Defines Pipeline — a networkx.DiGraph of Step nodes — along with the configuration classes that describe pipeline-level settings such as the pipeline name, KFP host, volumes, and Katib experiments.

class kale.pipeline.VolumeConfig(*args, **kwargs)[source]

Bases: Config

Used for validating the volumes field of NotebookConfig.

name = <kale.config.config.Field object>
mount_point = <kale.config.config.Field object>
snapshot = <kale.config.config.Field object>
snapshot_name = <kale.config.config.Field object>
size = <kale.config.config.Field object>
size_type = <kale.config.config.Field object>
type = <kale.config.config.Field object>
annotations = <kale.config.config.Field object>
storage_class_name = <kale.config.config.Field object>
volume_access_mode = <kale.config.config.Field object>
class kale.pipeline.KatibConfig(*args, **kwargs)[source]

Bases: Config

Used to validate the katib_metadata field of NotebookConfig.
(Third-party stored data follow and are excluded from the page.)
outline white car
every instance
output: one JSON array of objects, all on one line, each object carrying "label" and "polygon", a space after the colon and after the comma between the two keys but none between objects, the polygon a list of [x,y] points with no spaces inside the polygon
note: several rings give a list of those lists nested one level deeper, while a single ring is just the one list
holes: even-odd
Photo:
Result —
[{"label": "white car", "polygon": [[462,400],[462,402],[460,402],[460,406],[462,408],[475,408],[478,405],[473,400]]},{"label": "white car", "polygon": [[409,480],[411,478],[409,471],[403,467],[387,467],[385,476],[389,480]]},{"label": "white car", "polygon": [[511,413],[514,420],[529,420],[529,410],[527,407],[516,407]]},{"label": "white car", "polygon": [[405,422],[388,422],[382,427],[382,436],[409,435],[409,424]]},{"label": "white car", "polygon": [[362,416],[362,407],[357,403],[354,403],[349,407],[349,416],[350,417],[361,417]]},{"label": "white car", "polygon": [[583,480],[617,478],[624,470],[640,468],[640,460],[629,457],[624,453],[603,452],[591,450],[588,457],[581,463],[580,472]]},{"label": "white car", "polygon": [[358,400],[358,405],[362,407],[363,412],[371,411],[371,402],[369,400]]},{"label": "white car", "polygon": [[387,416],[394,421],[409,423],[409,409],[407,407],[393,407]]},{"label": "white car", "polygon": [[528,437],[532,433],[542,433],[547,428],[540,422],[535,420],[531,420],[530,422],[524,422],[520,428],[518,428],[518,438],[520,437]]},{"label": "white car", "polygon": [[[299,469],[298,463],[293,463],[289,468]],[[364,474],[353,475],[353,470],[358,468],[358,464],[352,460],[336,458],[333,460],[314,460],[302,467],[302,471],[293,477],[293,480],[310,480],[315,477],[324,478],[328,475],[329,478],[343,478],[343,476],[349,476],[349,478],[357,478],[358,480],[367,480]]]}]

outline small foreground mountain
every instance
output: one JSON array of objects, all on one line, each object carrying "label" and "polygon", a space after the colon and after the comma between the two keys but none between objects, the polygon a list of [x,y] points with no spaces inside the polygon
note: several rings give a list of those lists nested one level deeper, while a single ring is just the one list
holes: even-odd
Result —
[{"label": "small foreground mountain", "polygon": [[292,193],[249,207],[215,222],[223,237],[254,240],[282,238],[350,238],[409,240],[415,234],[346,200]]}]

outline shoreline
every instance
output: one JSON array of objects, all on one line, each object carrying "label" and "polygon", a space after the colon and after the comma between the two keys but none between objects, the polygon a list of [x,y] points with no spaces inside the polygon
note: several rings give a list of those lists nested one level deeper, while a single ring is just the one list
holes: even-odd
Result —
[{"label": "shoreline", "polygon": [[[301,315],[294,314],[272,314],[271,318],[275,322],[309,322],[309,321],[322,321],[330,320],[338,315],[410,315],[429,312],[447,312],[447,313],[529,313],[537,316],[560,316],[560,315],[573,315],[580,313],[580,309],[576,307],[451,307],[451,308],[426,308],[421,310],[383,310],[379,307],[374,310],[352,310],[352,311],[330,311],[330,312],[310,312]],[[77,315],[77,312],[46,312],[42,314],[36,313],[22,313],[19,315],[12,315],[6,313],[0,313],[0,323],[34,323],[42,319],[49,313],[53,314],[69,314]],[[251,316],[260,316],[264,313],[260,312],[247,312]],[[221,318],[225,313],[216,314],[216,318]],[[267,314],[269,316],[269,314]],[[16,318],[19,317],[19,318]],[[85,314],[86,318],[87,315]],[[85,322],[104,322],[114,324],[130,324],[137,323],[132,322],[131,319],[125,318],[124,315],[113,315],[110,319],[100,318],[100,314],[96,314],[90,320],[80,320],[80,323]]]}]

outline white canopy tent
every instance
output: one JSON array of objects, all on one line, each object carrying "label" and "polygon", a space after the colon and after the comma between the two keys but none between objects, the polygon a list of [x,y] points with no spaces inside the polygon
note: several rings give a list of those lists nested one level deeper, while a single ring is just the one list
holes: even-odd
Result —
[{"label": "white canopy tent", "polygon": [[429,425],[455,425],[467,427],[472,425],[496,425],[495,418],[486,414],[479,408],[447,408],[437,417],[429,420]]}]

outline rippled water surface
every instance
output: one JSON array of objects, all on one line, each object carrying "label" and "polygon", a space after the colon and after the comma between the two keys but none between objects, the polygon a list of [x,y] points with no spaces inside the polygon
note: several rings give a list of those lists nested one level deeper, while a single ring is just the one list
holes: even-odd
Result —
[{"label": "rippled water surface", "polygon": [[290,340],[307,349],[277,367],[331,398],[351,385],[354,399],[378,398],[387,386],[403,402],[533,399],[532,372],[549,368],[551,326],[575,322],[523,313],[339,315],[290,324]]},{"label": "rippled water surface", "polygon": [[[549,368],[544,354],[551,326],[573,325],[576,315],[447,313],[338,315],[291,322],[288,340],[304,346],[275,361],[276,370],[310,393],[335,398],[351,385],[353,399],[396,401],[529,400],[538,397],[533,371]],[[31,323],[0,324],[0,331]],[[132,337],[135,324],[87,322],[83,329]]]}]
parameters = <kale.config.config.Field object>
objective = <kale.config.config.Field object>
algorithm = <kale.config.config.Field object>
maxTrialCount = <kale.config.config.Field object>
maxFailedTrialCount = <kale.config.config.Field object>
parallelTrialCount = <kale.config.config.Field object>
class kale.pipeline.SecurityContextConfig(*args, **kwargs)[source]

Bases: Config

Configuration for Kubernetes security context settings.

These settings control the security context applied to all pipeline steps. Can be configured via JupyterLab settings or KALE_* environment variables.

enabled = <kale.config.config.Field object>
run_as_user = <kale.config.config.Field object>
run_as_group = <kale.config.config.Field object>
run_as_non_root = <kale.config.config.Field object>
class kale.pipeline.PipelineConfig(*args, **kwargs)[source]

Bases: Config

Main config class to validate the pipeline metadata.

pipeline_name = <kale.config.config.Field object>
experiment_name = <kale.config.config.Field object>
pipeline_description = <kale.config.config.Field object>
base_image = <kale.config.config.Field object>
enable_caching = <kale.config.config.Field object>
volumes = <kale.config.config.Field object>
katib_run = <kale.config.config.Field object>
katib_metadata = <kale.config.config.Field object>
abs_working_dir = <kale.config.config.Field object>
marshal_volume = <kale.config.config.Field object>
marshal_path = <kale.config.config.Field object>
steps_defaults = <kale.config.config.Field object>
kfp_host = <kale.config.config.Field object>
storage_class_name = <kale.config.config.Field object>
volume_access_mode = <kale.config.config.Field object>
timeout = <kale.config.config.Field object>
security_context = <kale.config.config.Field object>
output_path = <kale.config.config.Field object>
property source_path

Get the path to the main entry point script.

class kale.pipeline.Pipeline(config: PipelineConfig, *args, **kwargs)[source]

Bases: DiGraph

A Pipeline that can be converted into a KFP pipeline.

This class is used to define a pipeline, its steps and all its configurations. It extends nx.DiGraph to exploit some graph-related algorithms but provides helper functions to work with Step objects instead of standard networkx “nodes”. This makes it simpler to access the steps of the pipeline and their attributes.

pipeline_parameters: dict[str, PipelineParam]
run()[source]

Runs the steps locally in topological sort.

add_step(step: Step)[source]

Add a new Step to the pipeline.

add_dependency(parent: Step, child: Step)[source]

Link two Steps in the pipeline.

get_step(name: str) Step[source]

Get the Step with the provided name.

property steps: Iterable[Step]

Get the Steps objects sorted topologically.

property steps_names

Get all Steps’ names, sorted topologically.

property all_steps_parameters

Create a dict with step names and their parameters.

property pipeline_dependencies_tasks

Generate a dictionary of Pipeline dependencies.

property pps_names

Get the names of the pipeline parameters sorted.

property pps_types

Get the types of the pipeline parameters, sorted by name.

property pps_values

Get the values of the pipeline parameters, sorted by name.

get_ordered_ancestors(step_name: str) Iterable[Step][source]

Return the ancestors of a step in an ordered manner.

Wrapper of graphutils.get_ordered_ancestors.

Returns:

A Steps iterable.

Return type:

Iterable[Step]

get_leaf_steps()[source]

Get the list of leaf steps of the pipeline.

A step is considered a leaf when its in-degree is > 0 and its out-degree is 0.

Returns (list): A list of leaf Steps.

override_pipeline_parameters_from_kwargs(**kwargs)[source]

Overwrite the current pipeline parameters with provided inputs.

show()[source]

Print the pipeline nodes and dependencies in a table.